An axe to grind? Fucking please. I suggest you go back and re-read the first few comments
here. You could have simply accepted the constructive criticism that others had to offer, and made it a learning moment. Instead you chose to get defensive, begin insulting men who have been in the saddle longer than you have been alive, call folks soft, and continue with your storyline that there was no operator error while you and the peanut gallery were pulling over that spar. The problem is that your vid tells a very different story. The story of a self taught tree-man who clearly doesn't understand that allowing a spar to sit back on your wedges is never a good thing , and continuing to do so will eventually lead to disastrous results.
I hate to admit it, but I agree with Rico here. Yes, he is harsh and rude and ugly and has little care for the truth, but that's just him. Best not to take it personally (good luck with that) and re-evaluate.
I think that leaving a spectator in the DZ is a whole lot worse than the little bit of rock back, especially on hemlock with no side lean. But I think we can all agree that together, they compound the danger. So leaving ANYONE in the potential DZ is a systemic problem that needs to be corrected.
One of the best climbers I ever worked with got all upset when I shut him down for running the blower before falling a tree that had obvious lean away from the lawn where he was working. He had just topped the tree and there was zero question that he was in no danger. BUT that is a safety policy that I don't violate. No one in the potential dz (say 110-115% tree height) before the back cut starts, except the faller. There were a couple of new guys there that day and I didn't want to set a bad example, so they might get the wrong impression that it's ok to be in the dz. For the little time and energy it takes to clear the dz for the short time it takes to fall the tree, that policy makes sense to me.

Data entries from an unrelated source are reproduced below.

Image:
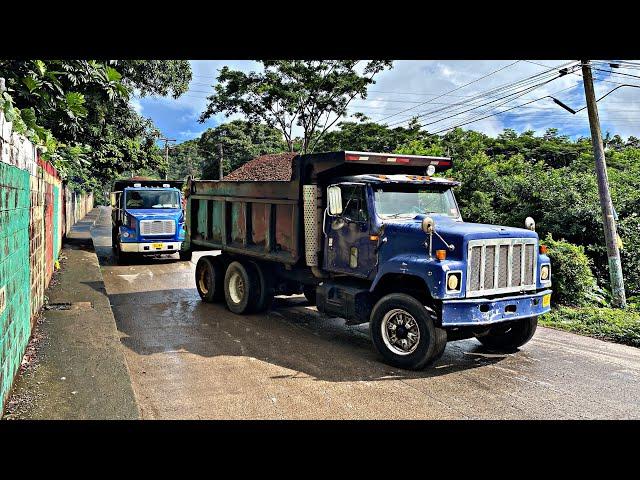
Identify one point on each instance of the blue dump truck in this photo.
(147, 218)
(370, 237)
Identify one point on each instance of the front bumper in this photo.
(484, 311)
(151, 247)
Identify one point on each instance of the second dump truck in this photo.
(370, 237)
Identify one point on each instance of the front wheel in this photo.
(509, 336)
(404, 332)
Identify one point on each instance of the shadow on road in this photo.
(291, 335)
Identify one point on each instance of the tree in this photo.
(310, 94)
(186, 159)
(241, 141)
(79, 110)
(156, 77)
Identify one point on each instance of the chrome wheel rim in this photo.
(400, 332)
(236, 287)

Brady's video is also a good example of a situation where improving technique will lead to obvious safety improvements. If you had doubled that line on the top of the spar, natural crotch, tied one end of to a ground anchor and set up the same 3:1 z rig on the other end, there would have been near twice as much force on the tree, so you wouldn't have to jerk the line to get the tree moving. You could have had a nice steady pull. You might not have even needed the third man. That would have been an easy and effective solution, making the job both safer and easier.
And if you needed even more pull, it's not hard to set up a block on the working end of the pull line for 2:1 system, and then use your 3:1 on that.